Example: Building-wide computer peripheral sharing

[71] Computer peripheral equipment, including printers and scanners, are located throughout an office building. All of the peripheral devices are WiFi-enabled, some with the WiFi Direct standard. WiFi-enabled computer workstations located throughout the office building must communicate with one another and with the peripheral devices.

[72] The example embodiment of the invention provides a system for managing data transmission among the computing devices, including the computer workstations and peripheral devices. The WiFi-Direct-enabled computing devices negotiate the implementation of an ad-hoc peer- to-peer WiFi network.

[73] Reference is made to Fig. 6, a conceptual drawing illustrating the example embodiment of the invention as applied to an ad hoc network of computer workstations and peripheral devices in an office building.

[74] The computing devices are configured to function as communication nodes [410] in an ad- hoc WiFi network [600] implementing a mesh network [400] topology; the mesh network

[400] topology arranging nodes [410] in groups [420]; the node groups [420] managed by nodes assigned on a temporary ad hoc basis to be "Group Owners" or "GOs" [415]. In this example, the printer/scanner peripherals serve as the GOs [415] and the computer workstations serve as nodes [410]. [75] The data communication from an origin node [410] to a destination node [410] within a group is facilitated by multiple data transmissions, or "hops," from origin node to GO to destination node.
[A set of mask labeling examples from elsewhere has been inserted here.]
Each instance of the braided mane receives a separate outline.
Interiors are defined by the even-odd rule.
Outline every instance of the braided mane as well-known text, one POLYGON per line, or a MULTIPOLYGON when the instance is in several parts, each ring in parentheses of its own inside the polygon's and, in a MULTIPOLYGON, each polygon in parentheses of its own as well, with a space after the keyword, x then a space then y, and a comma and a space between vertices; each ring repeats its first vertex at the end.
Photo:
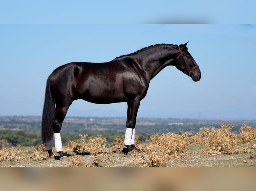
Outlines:
POLYGON ((163 45, 168 45, 171 46, 177 46, 178 45, 173 45, 172 44, 156 44, 154 45, 151 45, 150 46, 148 46, 147 47, 146 47, 145 48, 142 48, 141 49, 138 50, 137 51, 135 52, 134 53, 131 53, 130 54, 128 54, 126 55, 123 55, 122 56, 119 56, 118 57, 116 57, 115 59, 117 59, 117 58, 119 58, 121 57, 122 57, 124 56, 132 56, 133 55, 135 55, 136 54, 137 54, 139 53, 142 52, 146 50, 147 50, 149 49, 153 48, 153 47, 157 47, 159 46, 160 46, 163 45))

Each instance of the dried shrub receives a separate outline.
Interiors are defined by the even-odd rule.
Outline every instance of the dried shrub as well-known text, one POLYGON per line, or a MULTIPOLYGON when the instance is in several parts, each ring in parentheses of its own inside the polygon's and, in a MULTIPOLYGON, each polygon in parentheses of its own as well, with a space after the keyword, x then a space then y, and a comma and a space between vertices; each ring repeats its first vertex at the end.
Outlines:
POLYGON ((99 163, 102 161, 101 156, 106 152, 106 138, 102 138, 100 135, 98 135, 97 137, 92 136, 88 138, 87 134, 80 134, 79 136, 81 139, 68 142, 66 148, 73 150, 76 154, 90 153, 94 155, 95 160, 93 162, 93 166, 98 166, 99 163))
POLYGON ((81 167, 84 165, 83 159, 78 155, 74 155, 69 157, 69 161, 71 162, 72 163, 68 167, 81 167))
POLYGON ((120 154, 124 148, 125 147, 124 145, 124 135, 121 138, 119 137, 116 137, 110 143, 110 148, 112 151, 115 153, 120 154), (112 146, 113 145, 113 146, 112 146))
POLYGON ((205 142, 208 147, 205 152, 209 154, 227 154, 237 153, 241 151, 237 150, 236 145, 239 143, 237 136, 232 132, 235 128, 235 125, 230 123, 224 123, 220 129, 211 127, 208 135, 208 140, 205 142))
POLYGON ((142 156, 143 164, 149 167, 165 166, 171 159, 180 158, 187 150, 189 138, 186 133, 181 135, 168 133, 154 134, 149 138, 151 142, 145 145, 146 153, 149 161, 142 156))
POLYGON ((253 143, 256 141, 256 129, 243 124, 240 128, 238 136, 241 143, 253 143))
MULTIPOLYGON (((124 149, 125 149, 126 147, 124 145, 125 135, 123 135, 122 138, 119 137, 116 137, 113 140, 113 141, 110 144, 111 147, 110 149, 112 151, 115 153, 120 154, 124 151, 124 149)), ((138 147, 138 148, 140 149, 139 143, 140 141, 139 140, 139 136, 135 134, 134 137, 134 145, 138 147)))
POLYGON ((44 144, 43 144, 38 146, 37 150, 35 149, 34 146, 31 146, 31 148, 34 150, 33 151, 31 157, 34 160, 42 160, 48 159, 48 156, 49 154, 45 149, 44 144))
POLYGON ((213 126, 211 126, 210 128, 206 128, 205 126, 203 127, 201 131, 191 137, 190 143, 198 144, 207 144, 209 141, 208 137, 210 133, 210 129, 213 128, 214 128, 213 126))
POLYGON ((26 150, 23 152, 19 149, 21 146, 18 145, 16 148, 3 147, 2 150, 0 150, 0 161, 20 161, 26 158, 28 151, 26 150))

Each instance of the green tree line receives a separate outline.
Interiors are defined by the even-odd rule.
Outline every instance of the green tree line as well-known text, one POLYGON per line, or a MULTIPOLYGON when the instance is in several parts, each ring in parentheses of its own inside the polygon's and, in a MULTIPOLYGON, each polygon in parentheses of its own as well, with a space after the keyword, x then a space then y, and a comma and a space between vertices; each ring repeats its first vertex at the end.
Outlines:
MULTIPOLYGON (((122 137, 124 132, 115 130, 83 132, 88 136, 96 136, 101 135, 107 140, 108 144, 110 143, 117 136, 122 137)), ((63 144, 69 140, 75 141, 80 138, 80 133, 61 133, 62 142, 63 144)), ((149 136, 143 134, 139 134, 139 140, 144 142, 149 136)), ((15 131, 9 129, 0 130, 0 149, 3 146, 16 146, 20 145, 24 146, 37 146, 42 144, 41 134, 34 132, 28 132, 23 130, 15 131)))

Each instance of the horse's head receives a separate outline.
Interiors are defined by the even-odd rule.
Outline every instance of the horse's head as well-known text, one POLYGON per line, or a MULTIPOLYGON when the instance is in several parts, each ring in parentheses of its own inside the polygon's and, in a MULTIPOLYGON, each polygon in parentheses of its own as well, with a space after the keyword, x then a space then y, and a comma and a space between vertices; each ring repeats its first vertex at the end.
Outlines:
POLYGON ((183 45, 178 46, 177 56, 175 66, 179 70, 190 76, 195 82, 201 79, 201 71, 198 65, 187 51, 187 41, 183 45))

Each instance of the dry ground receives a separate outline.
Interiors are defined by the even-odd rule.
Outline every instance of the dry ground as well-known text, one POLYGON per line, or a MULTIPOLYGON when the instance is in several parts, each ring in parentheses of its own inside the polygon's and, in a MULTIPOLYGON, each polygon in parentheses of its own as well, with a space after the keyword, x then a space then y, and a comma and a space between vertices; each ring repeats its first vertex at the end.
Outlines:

[76] Each and every WiFi-Direct-enabled node [410], including every printer and scanner, in the ad hoc WiFi network [600], is equipped to function as a GO [415]. Network nodes [410] are dynamically assigned to be GOs [415] on an ad hoc basis according to immediate communication needs.

[77] If a peripheral device is disabled, its node [410] connections may be reconfigured to other peripherals or one of the workstations may serve as GO [415].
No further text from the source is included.